Let $(C,d_C)$ and $(D, d_D)$ be two chain complexes of $R$-modules, where $d_C$ and $d_D$ are differentials of degree $+1$. By definition, each $C_i$ and $D_j$ are $R$-modules. We want to "compose" the above complexes in a tensorial way; the definition you propose has 2 main effects:

1. each $(C\otimes_R D)_n$ is again an $R$-module.
2. the induced differential (which is probably the missing part in the OP) $$d_{C\otimes_R D}:=d_C\otimes_R 1_D + 1_C\otimes_R d_D,$$

is compatible with the (co)homological grading. In fact, for all $c\in C_i$ and $g\in D_j$, s.t. $i+j = n$, i.e. $c\otimes_R g\in (C\otimes_R D)_{n}$ then

$$d_{C\otimes_R D}(c\otimes_R g)= d_C c\otimes_R g + (-1)^i c \otimes_R d_Dg\in (C\otimes_R D)_{n+1}, $$

as $d_C c\in C_{i+1}$ and $d_D g\in D_{j+1}$. We used the Koszul sign rule.

For topological / geometric insights I refer to the text "Rational Homotopy Theory" by Felix, Halperin and Thomas. For formal definitions and applications in homological algebra the book by Gelfand and Manin is recommended, instead.

Answer 2

$\{Ci\otimes Dj\}$ is nice double complex，with left hand side is $n$-th object in total complex of the double complex. you can refer to balancing ext and tor in Weibel's book. it has a nice application to prove two left derived functor of $A\otimes B$ gives same functor.

Answer 3

Ok I have never seen definition of tensor product of chain complexes before but it seams to me quite sensible.

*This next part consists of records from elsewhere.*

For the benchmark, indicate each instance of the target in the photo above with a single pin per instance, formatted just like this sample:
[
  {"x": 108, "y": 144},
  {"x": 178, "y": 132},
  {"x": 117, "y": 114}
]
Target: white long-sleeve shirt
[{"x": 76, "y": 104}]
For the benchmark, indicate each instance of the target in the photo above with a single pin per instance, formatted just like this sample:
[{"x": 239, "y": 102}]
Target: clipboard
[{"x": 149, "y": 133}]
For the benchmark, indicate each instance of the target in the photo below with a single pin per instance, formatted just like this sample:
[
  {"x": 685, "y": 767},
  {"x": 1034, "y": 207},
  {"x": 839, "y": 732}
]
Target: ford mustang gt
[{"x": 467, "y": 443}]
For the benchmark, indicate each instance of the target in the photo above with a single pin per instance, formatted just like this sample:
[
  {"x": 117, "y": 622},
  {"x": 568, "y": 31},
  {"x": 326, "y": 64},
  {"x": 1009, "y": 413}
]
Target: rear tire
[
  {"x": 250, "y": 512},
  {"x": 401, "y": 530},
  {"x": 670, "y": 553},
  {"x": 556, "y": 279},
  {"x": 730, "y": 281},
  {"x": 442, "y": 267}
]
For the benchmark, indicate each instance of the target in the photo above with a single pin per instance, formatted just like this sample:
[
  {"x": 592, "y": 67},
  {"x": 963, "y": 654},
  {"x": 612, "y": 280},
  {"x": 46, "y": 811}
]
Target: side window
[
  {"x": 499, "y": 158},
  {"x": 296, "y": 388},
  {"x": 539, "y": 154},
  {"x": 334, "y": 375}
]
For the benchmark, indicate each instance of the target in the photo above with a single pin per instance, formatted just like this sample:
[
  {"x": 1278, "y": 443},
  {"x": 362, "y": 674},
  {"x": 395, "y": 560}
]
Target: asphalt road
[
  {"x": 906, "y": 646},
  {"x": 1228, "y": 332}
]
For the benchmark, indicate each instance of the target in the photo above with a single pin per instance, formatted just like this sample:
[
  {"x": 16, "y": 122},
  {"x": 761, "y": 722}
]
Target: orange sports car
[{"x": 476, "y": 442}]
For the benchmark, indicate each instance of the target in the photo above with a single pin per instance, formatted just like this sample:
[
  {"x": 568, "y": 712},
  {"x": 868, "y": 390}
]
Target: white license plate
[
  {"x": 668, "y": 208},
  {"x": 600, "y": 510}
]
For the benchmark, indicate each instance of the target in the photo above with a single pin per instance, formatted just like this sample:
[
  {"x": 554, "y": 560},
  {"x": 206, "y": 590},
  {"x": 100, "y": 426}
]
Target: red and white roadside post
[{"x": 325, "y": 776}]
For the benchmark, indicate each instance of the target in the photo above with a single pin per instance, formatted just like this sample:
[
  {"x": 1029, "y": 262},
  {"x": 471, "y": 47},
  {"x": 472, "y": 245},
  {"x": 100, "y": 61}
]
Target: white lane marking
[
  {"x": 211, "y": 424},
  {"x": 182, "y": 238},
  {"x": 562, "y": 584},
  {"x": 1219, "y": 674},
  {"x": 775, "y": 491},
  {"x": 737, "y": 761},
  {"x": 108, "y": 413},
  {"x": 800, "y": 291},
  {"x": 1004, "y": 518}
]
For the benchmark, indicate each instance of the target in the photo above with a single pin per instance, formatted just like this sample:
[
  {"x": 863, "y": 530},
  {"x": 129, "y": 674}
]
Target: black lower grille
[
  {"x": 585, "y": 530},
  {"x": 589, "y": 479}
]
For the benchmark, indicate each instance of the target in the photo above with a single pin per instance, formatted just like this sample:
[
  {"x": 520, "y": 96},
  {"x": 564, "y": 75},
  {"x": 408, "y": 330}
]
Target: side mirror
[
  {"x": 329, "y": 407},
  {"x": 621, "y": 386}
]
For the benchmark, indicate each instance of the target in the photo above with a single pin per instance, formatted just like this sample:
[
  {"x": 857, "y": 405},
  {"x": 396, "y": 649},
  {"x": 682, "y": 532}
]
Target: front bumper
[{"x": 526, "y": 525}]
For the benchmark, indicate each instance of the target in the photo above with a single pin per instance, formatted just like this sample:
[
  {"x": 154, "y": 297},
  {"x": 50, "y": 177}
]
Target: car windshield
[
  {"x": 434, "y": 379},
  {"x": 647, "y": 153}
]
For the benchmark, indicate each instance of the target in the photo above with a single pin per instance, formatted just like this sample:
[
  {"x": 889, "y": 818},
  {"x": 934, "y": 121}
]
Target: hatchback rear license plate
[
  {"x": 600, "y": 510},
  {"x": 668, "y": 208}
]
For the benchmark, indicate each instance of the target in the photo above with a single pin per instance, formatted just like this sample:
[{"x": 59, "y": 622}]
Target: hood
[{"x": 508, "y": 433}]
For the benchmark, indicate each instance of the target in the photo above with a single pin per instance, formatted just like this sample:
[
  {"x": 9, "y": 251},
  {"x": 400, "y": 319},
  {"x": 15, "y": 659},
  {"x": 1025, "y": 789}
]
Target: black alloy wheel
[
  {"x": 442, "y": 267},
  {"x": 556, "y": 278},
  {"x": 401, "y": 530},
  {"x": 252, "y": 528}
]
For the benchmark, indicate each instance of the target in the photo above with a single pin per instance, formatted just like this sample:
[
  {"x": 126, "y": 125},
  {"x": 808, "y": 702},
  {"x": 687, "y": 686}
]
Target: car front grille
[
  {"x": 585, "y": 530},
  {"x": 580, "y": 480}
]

I did a very crude drawing which might give you some motivation behind the definition (If I got it right :D)

In the picture we have two chain complexes $C_\bullet,D_\bullet$, in fact they are simplicial complexes of dimension $1$. They are both just an edge with two end vertices. Now you would like to somehow combine them and get square and that is the tensor product. Or you could take two circles and get torus or circle and edge and get cylinder.

I did not label every element of $C_\bullet \otimes D_\bullet$ I just labeled vertex $a\otimes d$, edge $e\otimes c$ and face $e\otimes f$.